AK Parti’nin kurucularından eski Milli Eğitim Bakanı Hüseyin Çelik, SÖZCÜ TV’de gündeme dair değerlendirmelerde bulundu. İktidara yönelik sıkça eleştirilerde bulunan Çelik, “Geldiğimiz noktada Türkiye’yi hiç iyi bir noktada görmüyorum.” ifadelerini kullandı.
‘Beni de çok rahatsız eden şeyler var’
Çelik, AK Parti’nin iktidara geldiği dönemde yasaklarla mücadele ettiğini hatırlatarak, “Vatandaşın önündeki yasakları kaldırmak için çok çabaları vardı. Yoksullukla ve yolsuzlukla mücadele etti. Bugün geldiğimiz noktada 3Y ile ilgili beni de çok rahatsız eden şeyler var. Bunu çeşitli vesilelerle söylüyorum.” şeklinde konuştu.
‘Türkiye’de haksızlık bize yapıldığında sesimiz çıkıyor’
Çelik, eski AK Parti döneminde yaşanan haksızlıklara da değindi ve şöyle devam etti:
“Bize yapılmasını istemediğimiz şeyleri başkasına yapmamalıyız. 1998’de sayın Recep Tayyip Erdoğan’a yasak getirildi. Belediye başkanlığı düşürüldü ve hapishaneye gönderildi. Ben o gün Doğru Yol Partisi’ndeydim, şiddetli tepki gösterdim. Aynı partide olmamıza rağmen haksız ve hukuksuz buldum. Türkiye’deki temel problem şudur, haksızlık bize yapıldığında sesimiz çıkıyor.”

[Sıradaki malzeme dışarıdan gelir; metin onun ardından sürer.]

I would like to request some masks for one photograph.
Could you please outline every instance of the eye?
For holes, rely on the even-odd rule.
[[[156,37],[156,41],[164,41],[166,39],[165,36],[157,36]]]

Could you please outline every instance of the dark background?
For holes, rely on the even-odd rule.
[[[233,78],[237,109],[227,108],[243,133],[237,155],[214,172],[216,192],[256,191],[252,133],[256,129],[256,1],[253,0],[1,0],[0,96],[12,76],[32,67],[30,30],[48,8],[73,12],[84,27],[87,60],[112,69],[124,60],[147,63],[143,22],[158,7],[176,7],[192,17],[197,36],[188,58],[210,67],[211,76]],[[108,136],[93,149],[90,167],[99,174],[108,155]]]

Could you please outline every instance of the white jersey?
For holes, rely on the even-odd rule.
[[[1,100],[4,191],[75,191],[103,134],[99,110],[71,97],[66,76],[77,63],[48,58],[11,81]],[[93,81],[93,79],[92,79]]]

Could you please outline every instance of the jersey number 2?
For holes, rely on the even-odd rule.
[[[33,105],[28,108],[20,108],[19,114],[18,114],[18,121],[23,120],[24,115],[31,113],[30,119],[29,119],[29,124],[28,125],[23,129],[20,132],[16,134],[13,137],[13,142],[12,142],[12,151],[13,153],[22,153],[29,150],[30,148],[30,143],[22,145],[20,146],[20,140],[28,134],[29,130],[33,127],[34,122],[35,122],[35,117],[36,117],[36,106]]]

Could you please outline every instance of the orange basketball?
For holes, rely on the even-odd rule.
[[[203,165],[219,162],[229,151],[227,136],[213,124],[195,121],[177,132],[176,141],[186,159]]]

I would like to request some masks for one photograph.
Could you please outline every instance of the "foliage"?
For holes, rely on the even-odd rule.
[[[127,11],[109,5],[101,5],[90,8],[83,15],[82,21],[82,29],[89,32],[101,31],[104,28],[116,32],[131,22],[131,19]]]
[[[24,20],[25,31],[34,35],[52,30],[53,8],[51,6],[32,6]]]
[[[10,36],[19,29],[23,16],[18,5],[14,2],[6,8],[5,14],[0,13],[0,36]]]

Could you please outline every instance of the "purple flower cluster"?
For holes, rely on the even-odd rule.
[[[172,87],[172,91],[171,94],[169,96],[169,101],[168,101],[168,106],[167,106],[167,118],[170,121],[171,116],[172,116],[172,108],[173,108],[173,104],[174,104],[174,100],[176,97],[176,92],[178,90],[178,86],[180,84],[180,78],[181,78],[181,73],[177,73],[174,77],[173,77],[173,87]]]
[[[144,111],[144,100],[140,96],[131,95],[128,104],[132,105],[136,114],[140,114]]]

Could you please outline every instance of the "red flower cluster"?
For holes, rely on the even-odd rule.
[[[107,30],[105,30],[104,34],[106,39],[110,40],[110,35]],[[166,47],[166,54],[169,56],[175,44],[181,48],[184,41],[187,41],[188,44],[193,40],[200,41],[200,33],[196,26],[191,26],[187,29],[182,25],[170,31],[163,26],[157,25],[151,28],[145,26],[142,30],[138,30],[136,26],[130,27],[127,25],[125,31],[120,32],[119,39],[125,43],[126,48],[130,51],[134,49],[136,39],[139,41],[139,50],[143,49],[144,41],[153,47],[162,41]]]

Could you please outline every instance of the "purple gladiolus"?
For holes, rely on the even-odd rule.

‘Halkın iradesiyle bilek güreşi yapılmaz’
Çelik, İmamoğlu’nun diplomasının iptal edilmesi ve tutuklanmasıyla ilgili yapılan protestoları haklı ve demokratik bulduğunu belirterek, “Unutulmamalıdır ki AK Parti benzer yollardan geçerek iktidar oldu. O gün sayın Erdoğan ve AK Parti’ye yapılanlar da yanlıştı, bugün sayın İmamoğlu ve CHP’ye yapılanlar da yanlış. Halkın iradesiyle bilek güreşi yapılmaz.Bugün CHP’li arkadaşların sayın İmamoğlu’nun diplomasının iptal edilmesi ve kendisinin de hapse atılmasına itiraz etmeleri, protesto gösterileri yapmalarını ben son derece haklı ve demokratik buluyorum. ifadelerini kullandı.
‘Türkiye’yi hiç iyi bir noktada görmüyorum’
Son olarak, Türkiye’nin mevcut durumuyla ilgili endişelerini dile getiren Çelik, şöyle dedi:
“O gün sayın Tayyip Erdoğan yasaklandığı zaman, vesayet taraftarları zil takıp oynadı. Bugün bana yapılan yarın sana yapılır. Özellikle kendi mahalleme söylüyorum. Biz Ahmet’i, Mehmet’i tartışırken esası, özü, sistemi tartışmıyoruz. Gücü elinde bulunduran kendi haklı kabul ediyor. Haklı olan güçlü olmalıdır, güçlü olan kendini haklı kabul etmemelidir. Geldiğimiz noktada Türkiye’yi hiç iyi bir noktada görmüyorum.”